Como signo de fe, comunión y amor a la Iglesia universal, nuestro obispo 𝐌𝐨𝐧𝐬. 𝐏𝐞𝐝𝐫𝐨 𝐀𝐥𝐛𝐞𝐫𝐭𝐨 𝐁𝐮𝐬𝐭𝐚𝐦𝐚𝐧𝐭𝐞 𝐋𝐨́𝐩𝐞𝐳 hizo llegar un presente lleno de profundo sentido espiritual a 𝐧𝐮𝐞𝐬𝐭𝐫𝐨 𝐒𝐚𝐧𝐭𝐨 𝐏𝐚𝐝𝐫𝐞, 𝐞𝐥 𝐏𝐚𝐩𝐚 𝐋𝐞𝐨́𝐧 𝐗𝐈𝐕: un Niño Jesús, vestido con la vestimenta de la tradicional danza católica de los Negritos de Huánuco, expresión viva de devoción, fe y amor al Niño Dios.

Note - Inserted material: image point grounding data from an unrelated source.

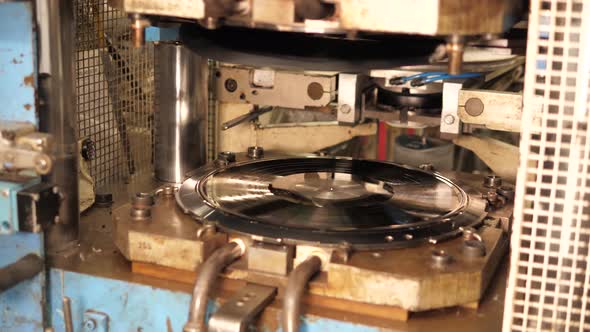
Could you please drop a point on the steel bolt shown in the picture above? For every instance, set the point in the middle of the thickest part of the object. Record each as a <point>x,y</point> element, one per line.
<point>342,253</point>
<point>469,233</point>
<point>168,191</point>
<point>441,258</point>
<point>507,192</point>
<point>492,181</point>
<point>90,325</point>
<point>255,152</point>
<point>141,206</point>
<point>427,167</point>
<point>227,156</point>
<point>474,248</point>
<point>449,119</point>
<point>231,85</point>
<point>345,109</point>
<point>474,106</point>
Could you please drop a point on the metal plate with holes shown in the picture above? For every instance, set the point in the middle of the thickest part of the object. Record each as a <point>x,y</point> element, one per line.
<point>327,201</point>
<point>237,313</point>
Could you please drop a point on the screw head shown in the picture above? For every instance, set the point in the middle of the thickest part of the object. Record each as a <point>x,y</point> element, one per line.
<point>227,156</point>
<point>345,108</point>
<point>231,85</point>
<point>474,106</point>
<point>474,248</point>
<point>449,119</point>
<point>255,152</point>
<point>441,258</point>
<point>89,325</point>
<point>492,181</point>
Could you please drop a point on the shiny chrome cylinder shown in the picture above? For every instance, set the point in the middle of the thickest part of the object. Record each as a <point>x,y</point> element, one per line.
<point>181,81</point>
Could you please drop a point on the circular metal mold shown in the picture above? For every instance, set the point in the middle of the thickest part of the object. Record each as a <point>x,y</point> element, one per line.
<point>327,201</point>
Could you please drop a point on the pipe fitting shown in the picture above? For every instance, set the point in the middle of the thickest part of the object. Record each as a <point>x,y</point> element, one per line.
<point>209,271</point>
<point>298,280</point>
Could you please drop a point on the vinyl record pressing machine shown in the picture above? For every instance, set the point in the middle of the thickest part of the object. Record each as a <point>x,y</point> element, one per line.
<point>295,165</point>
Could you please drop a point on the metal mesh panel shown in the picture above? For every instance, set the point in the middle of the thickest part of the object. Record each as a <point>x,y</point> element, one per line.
<point>115,91</point>
<point>549,282</point>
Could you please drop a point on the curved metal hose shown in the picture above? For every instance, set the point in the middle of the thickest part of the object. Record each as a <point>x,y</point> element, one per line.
<point>296,285</point>
<point>25,268</point>
<point>208,273</point>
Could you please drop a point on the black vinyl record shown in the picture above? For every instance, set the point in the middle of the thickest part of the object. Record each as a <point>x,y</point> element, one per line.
<point>330,200</point>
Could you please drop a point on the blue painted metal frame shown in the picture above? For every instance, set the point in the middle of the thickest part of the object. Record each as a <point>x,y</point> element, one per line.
<point>22,307</point>
<point>18,62</point>
<point>137,307</point>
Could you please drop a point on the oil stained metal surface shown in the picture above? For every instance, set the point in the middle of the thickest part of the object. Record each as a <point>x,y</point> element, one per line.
<point>21,307</point>
<point>17,62</point>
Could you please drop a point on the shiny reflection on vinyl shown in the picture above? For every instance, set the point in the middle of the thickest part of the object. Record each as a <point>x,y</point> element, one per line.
<point>332,194</point>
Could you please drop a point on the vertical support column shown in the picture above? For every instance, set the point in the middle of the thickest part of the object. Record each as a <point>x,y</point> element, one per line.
<point>181,79</point>
<point>59,119</point>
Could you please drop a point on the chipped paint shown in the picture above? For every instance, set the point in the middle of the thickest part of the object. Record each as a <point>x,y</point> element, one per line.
<point>17,61</point>
<point>21,307</point>
<point>29,80</point>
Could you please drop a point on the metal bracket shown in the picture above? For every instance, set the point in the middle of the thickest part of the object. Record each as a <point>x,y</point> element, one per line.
<point>239,311</point>
<point>274,88</point>
<point>497,110</point>
<point>95,321</point>
<point>21,147</point>
<point>449,118</point>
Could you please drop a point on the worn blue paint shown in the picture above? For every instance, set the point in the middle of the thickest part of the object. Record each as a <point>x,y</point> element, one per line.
<point>8,206</point>
<point>161,34</point>
<point>18,74</point>
<point>130,306</point>
<point>135,307</point>
<point>21,307</point>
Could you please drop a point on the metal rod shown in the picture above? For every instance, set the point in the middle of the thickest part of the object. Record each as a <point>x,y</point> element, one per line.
<point>181,107</point>
<point>296,285</point>
<point>67,308</point>
<point>455,47</point>
<point>208,273</point>
<point>60,121</point>
<point>25,268</point>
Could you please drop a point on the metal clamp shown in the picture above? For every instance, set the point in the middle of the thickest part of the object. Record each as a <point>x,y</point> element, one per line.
<point>238,312</point>
<point>22,147</point>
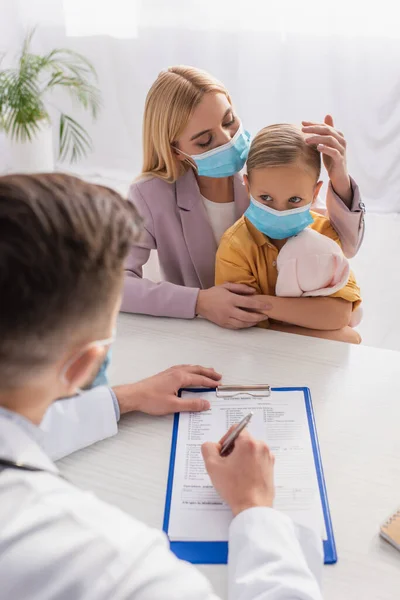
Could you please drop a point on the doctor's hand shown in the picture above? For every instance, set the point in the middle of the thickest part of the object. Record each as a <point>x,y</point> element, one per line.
<point>228,306</point>
<point>157,395</point>
<point>332,145</point>
<point>244,478</point>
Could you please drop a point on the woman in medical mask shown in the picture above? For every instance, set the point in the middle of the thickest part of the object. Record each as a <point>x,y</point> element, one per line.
<point>191,190</point>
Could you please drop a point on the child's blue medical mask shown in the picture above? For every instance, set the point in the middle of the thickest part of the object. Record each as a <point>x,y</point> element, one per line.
<point>225,160</point>
<point>278,225</point>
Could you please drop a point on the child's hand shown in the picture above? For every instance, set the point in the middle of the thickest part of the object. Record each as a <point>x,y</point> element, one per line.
<point>332,145</point>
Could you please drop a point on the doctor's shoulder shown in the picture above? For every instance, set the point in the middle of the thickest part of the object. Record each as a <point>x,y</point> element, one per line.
<point>84,543</point>
<point>323,225</point>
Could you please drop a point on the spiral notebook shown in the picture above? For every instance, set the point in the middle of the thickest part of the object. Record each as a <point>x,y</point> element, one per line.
<point>390,531</point>
<point>196,519</point>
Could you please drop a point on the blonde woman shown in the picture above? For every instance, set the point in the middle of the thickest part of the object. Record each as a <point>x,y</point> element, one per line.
<point>190,191</point>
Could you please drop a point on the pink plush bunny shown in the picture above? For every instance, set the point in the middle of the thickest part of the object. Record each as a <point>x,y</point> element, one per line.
<point>311,264</point>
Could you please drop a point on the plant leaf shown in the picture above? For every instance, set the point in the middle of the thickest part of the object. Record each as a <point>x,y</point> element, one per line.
<point>74,140</point>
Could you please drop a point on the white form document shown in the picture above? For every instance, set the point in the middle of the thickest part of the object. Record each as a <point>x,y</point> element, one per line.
<point>197,513</point>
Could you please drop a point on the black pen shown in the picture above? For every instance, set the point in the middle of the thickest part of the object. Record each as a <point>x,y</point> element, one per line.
<point>232,437</point>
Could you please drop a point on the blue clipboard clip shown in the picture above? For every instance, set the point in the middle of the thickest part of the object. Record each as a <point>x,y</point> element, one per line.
<point>260,390</point>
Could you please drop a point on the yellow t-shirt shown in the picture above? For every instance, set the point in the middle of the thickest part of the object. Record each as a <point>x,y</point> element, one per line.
<point>245,255</point>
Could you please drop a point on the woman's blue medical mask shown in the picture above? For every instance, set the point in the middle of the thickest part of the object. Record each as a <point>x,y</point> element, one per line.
<point>278,225</point>
<point>225,160</point>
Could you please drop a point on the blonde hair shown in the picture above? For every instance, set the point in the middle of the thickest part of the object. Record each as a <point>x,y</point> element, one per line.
<point>279,145</point>
<point>169,105</point>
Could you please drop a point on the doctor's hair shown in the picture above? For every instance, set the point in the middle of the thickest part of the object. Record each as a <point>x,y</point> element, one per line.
<point>63,243</point>
<point>170,103</point>
<point>281,145</point>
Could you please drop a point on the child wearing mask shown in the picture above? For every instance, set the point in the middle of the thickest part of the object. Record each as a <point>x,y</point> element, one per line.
<point>283,249</point>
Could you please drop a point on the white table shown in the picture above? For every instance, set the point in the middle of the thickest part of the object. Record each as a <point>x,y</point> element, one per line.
<point>356,397</point>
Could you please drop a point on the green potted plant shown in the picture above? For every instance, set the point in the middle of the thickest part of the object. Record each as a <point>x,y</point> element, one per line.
<point>25,92</point>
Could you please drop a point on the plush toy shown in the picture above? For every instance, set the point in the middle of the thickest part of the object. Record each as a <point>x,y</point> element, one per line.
<point>311,264</point>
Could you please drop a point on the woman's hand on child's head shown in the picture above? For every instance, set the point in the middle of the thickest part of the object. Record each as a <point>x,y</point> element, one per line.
<point>332,145</point>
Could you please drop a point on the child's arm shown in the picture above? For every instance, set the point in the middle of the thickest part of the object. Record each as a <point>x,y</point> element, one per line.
<point>323,313</point>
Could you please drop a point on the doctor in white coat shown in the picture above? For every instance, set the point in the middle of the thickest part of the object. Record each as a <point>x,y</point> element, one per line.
<point>62,247</point>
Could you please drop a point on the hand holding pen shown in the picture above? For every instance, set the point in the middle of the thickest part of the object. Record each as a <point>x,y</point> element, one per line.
<point>244,475</point>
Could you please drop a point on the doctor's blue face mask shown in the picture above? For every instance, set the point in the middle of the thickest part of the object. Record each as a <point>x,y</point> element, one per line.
<point>226,160</point>
<point>278,225</point>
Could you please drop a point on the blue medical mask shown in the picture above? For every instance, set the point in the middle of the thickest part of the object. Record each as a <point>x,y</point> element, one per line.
<point>225,160</point>
<point>100,377</point>
<point>278,225</point>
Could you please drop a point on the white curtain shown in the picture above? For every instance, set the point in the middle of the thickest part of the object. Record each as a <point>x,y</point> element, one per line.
<point>282,61</point>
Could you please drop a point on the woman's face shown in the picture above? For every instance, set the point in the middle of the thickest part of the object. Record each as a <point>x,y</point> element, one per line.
<point>212,124</point>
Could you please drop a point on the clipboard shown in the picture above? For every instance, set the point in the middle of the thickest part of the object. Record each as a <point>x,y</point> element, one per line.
<point>217,552</point>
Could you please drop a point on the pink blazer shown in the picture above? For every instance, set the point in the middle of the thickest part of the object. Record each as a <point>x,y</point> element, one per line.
<point>177,226</point>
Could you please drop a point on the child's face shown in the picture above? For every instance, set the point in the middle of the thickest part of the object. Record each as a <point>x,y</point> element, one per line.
<point>283,188</point>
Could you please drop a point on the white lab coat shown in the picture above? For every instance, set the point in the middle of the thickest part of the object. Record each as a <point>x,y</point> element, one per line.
<point>57,541</point>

Este gesto sencillo y cargado de significado expresa la cercanía espiritual de nuestra Iglesia particular, que ora por el Santo Padre y camina en fidelidad al Sucesor de Pedro, reconociendo en el Niño Jesús el centro de nuestra fe y esperanza.
Desde Huánuco, elevamos nuestras oraciones por el ministerio del Papa León XIV, pidiendo al Señor que lo fortalezca y acompañe siempre en su misión al servicio de toda la Iglesia.